Similarly, if your child has an aversion to a certain word, your family might have learned to avoid saying that word and apologize if someone accidentally uses it. For children with severe symptoms, weekly or even twice-weekly therapy sessions might not be effective enough. Some institutions that specialize in OCD, like the Child Mind Institute, offer intensive treatment programs that allow children to be seen several times a week, compressing treatment and helping children make more gains faster.

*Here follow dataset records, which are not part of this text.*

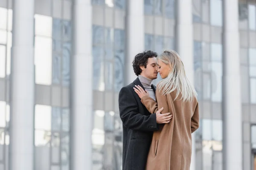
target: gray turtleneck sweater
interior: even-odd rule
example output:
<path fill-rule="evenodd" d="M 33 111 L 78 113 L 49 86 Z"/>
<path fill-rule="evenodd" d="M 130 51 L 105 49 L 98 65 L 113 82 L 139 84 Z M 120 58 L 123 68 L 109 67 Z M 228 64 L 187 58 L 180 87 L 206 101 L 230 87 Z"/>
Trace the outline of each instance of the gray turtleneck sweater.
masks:
<path fill-rule="evenodd" d="M 153 80 L 148 79 L 140 75 L 139 75 L 139 79 L 142 85 L 143 85 L 143 87 L 148 92 L 150 97 L 156 100 L 155 94 L 151 87 Z"/>

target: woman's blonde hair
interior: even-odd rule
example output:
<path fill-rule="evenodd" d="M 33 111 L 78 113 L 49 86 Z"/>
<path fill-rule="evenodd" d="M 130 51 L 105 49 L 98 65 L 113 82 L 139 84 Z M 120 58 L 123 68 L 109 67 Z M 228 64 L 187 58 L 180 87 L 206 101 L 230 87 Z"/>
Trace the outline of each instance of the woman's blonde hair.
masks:
<path fill-rule="evenodd" d="M 195 88 L 187 78 L 184 65 L 179 56 L 174 50 L 166 50 L 157 58 L 164 63 L 169 65 L 170 69 L 168 76 L 158 84 L 163 95 L 170 94 L 177 89 L 175 100 L 180 93 L 180 99 L 183 101 L 192 101 L 197 94 Z"/>

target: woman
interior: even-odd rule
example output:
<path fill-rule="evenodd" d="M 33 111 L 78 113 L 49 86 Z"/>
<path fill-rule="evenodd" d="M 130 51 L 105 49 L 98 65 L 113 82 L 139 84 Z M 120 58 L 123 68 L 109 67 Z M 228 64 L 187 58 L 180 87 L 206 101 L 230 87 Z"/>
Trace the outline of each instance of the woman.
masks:
<path fill-rule="evenodd" d="M 174 51 L 165 51 L 157 58 L 161 77 L 156 101 L 141 87 L 134 91 L 151 113 L 163 108 L 172 115 L 171 122 L 160 125 L 153 134 L 146 170 L 189 170 L 192 150 L 192 133 L 199 127 L 196 93 L 186 77 L 184 66 Z"/>

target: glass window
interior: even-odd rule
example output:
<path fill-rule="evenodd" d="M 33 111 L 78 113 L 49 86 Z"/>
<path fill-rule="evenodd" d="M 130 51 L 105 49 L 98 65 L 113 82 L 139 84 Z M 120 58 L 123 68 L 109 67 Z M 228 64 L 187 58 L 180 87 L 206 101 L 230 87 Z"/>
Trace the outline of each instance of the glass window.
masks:
<path fill-rule="evenodd" d="M 204 119 L 202 120 L 202 122 L 203 140 L 210 141 L 212 138 L 212 121 L 211 119 Z"/>
<path fill-rule="evenodd" d="M 163 2 L 162 0 L 155 0 L 154 6 L 154 14 L 156 15 L 162 15 L 163 13 Z"/>
<path fill-rule="evenodd" d="M 221 102 L 222 101 L 222 64 L 212 63 L 212 101 Z"/>
<path fill-rule="evenodd" d="M 212 140 L 217 141 L 222 141 L 222 120 L 213 119 L 212 121 Z"/>
<path fill-rule="evenodd" d="M 51 113 L 51 106 L 36 105 L 35 108 L 35 128 L 50 131 L 52 126 Z"/>
<path fill-rule="evenodd" d="M 68 132 L 70 130 L 70 110 L 62 109 L 62 130 Z"/>
<path fill-rule="evenodd" d="M 52 38 L 54 40 L 61 39 L 61 20 L 54 18 L 52 20 Z"/>
<path fill-rule="evenodd" d="M 113 82 L 113 64 L 112 62 L 105 62 L 105 84 L 106 90 L 112 90 Z"/>
<path fill-rule="evenodd" d="M 155 49 L 156 52 L 160 54 L 163 52 L 163 36 L 156 36 Z"/>
<path fill-rule="evenodd" d="M 0 30 L 0 44 L 6 44 L 7 32 L 6 31 Z"/>
<path fill-rule="evenodd" d="M 222 26 L 222 1 L 211 0 L 210 3 L 211 24 L 212 26 Z"/>
<path fill-rule="evenodd" d="M 0 101 L 0 128 L 5 128 L 6 127 L 6 102 Z"/>
<path fill-rule="evenodd" d="M 7 9 L 0 7 L 0 29 L 7 28 Z"/>
<path fill-rule="evenodd" d="M 249 5 L 249 28 L 251 30 L 256 30 L 256 6 Z"/>
<path fill-rule="evenodd" d="M 62 85 L 69 86 L 70 78 L 70 57 L 71 44 L 66 42 L 63 44 L 62 56 Z"/>
<path fill-rule="evenodd" d="M 253 125 L 251 128 L 251 142 L 256 144 L 256 125 Z"/>
<path fill-rule="evenodd" d="M 222 45 L 221 44 L 212 43 L 211 44 L 212 61 L 222 61 Z"/>
<path fill-rule="evenodd" d="M 53 107 L 52 108 L 52 130 L 60 131 L 61 123 L 61 108 Z"/>
<path fill-rule="evenodd" d="M 51 17 L 35 14 L 35 30 L 37 35 L 51 37 L 52 31 L 52 19 Z"/>
<path fill-rule="evenodd" d="M 145 15 L 153 15 L 153 0 L 144 0 L 144 13 Z"/>
<path fill-rule="evenodd" d="M 256 78 L 250 79 L 251 103 L 256 104 Z"/>
<path fill-rule="evenodd" d="M 35 82 L 52 84 L 52 41 L 51 38 L 36 36 L 35 42 Z"/>
<path fill-rule="evenodd" d="M 104 29 L 101 26 L 93 26 L 93 45 L 103 45 L 104 42 Z"/>
<path fill-rule="evenodd" d="M 193 0 L 193 21 L 195 22 L 201 22 L 201 0 Z"/>
<path fill-rule="evenodd" d="M 0 78 L 6 75 L 6 46 L 0 45 Z"/>
<path fill-rule="evenodd" d="M 175 0 L 166 0 L 165 15 L 167 18 L 175 18 L 176 9 Z"/>
<path fill-rule="evenodd" d="M 154 35 L 145 34 L 145 49 L 147 50 L 154 50 Z"/>
<path fill-rule="evenodd" d="M 93 47 L 93 89 L 101 91 L 105 88 L 103 51 L 101 47 Z"/>
<path fill-rule="evenodd" d="M 125 0 L 115 0 L 115 6 L 119 9 L 125 9 Z"/>
<path fill-rule="evenodd" d="M 52 83 L 60 84 L 61 71 L 61 59 L 60 54 L 54 54 L 52 57 Z"/>

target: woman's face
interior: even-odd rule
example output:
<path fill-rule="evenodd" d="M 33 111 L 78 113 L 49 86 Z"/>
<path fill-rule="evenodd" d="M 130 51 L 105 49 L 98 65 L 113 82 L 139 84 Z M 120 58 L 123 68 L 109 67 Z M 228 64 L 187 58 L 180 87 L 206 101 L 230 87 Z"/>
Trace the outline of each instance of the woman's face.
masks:
<path fill-rule="evenodd" d="M 165 79 L 168 76 L 170 72 L 169 65 L 166 64 L 160 60 L 158 60 L 157 65 L 158 66 L 157 72 L 159 73 L 159 74 L 162 79 Z"/>

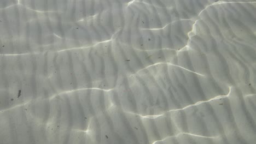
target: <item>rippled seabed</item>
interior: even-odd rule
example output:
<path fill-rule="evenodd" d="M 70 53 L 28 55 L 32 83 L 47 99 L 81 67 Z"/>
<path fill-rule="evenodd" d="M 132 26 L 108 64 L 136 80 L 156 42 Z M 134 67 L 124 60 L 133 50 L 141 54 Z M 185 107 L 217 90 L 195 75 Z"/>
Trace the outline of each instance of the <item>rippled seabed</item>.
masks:
<path fill-rule="evenodd" d="M 254 143 L 256 1 L 2 0 L 0 143 Z"/>

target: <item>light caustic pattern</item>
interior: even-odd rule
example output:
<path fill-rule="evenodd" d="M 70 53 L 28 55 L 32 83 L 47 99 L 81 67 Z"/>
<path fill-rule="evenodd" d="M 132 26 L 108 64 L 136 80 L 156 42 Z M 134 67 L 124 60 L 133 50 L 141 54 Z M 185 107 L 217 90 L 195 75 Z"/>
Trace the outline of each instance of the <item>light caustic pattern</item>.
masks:
<path fill-rule="evenodd" d="M 0 143 L 254 143 L 256 1 L 0 2 Z"/>

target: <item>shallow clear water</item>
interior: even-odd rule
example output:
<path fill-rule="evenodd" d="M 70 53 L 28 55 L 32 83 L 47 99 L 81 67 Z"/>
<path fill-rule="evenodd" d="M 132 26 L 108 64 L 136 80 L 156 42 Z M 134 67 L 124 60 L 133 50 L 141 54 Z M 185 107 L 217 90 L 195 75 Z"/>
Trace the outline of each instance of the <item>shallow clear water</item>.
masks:
<path fill-rule="evenodd" d="M 254 143 L 256 1 L 2 0 L 0 143 Z"/>

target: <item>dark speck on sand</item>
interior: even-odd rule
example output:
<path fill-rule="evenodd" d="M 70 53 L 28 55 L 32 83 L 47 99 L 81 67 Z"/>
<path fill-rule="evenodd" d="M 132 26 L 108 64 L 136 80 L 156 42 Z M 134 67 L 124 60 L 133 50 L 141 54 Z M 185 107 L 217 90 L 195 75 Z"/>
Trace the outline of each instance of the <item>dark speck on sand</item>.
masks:
<path fill-rule="evenodd" d="M 18 98 L 20 97 L 20 95 L 21 95 L 21 90 L 19 90 L 19 93 L 18 93 Z"/>

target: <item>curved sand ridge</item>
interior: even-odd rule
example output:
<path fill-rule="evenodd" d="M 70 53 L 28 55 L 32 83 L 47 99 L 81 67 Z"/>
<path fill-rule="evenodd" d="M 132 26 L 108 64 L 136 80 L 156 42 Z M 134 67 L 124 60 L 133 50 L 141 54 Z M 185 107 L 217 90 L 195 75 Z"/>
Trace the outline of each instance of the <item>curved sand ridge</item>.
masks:
<path fill-rule="evenodd" d="M 0 12 L 0 143 L 256 140 L 256 1 L 3 0 Z"/>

These programs can have a transformative effect on children struggling with severe OCD, and can many times prevent hospitalization. An inpatient hospitalization program is another option for children with severe OCD who are not getting the help they need from traditional outpatient treatment.

After an inpatient OCD hospitalization, a child may be recommended to participate in an intensive outpatient program to help ease his transition away from being in a clinical environment and to help him maintain the gains he has made. While the primary treatment for OCD is cognitive behavioral therapy, children with more severe cases are often treated with a combination of CBT and medication.

Medication can be decreased or discontinued as the child learns skills to help her overcome her anxiety on her own. Sometimes other types of medicines can be prescribed to control excessive irritability or anger that may be complicating treatment. It is not uncommon for children with OCD to struggle with more than one disorder. Depression, eating disorders and panic disorder can frequently occur alongside OCD.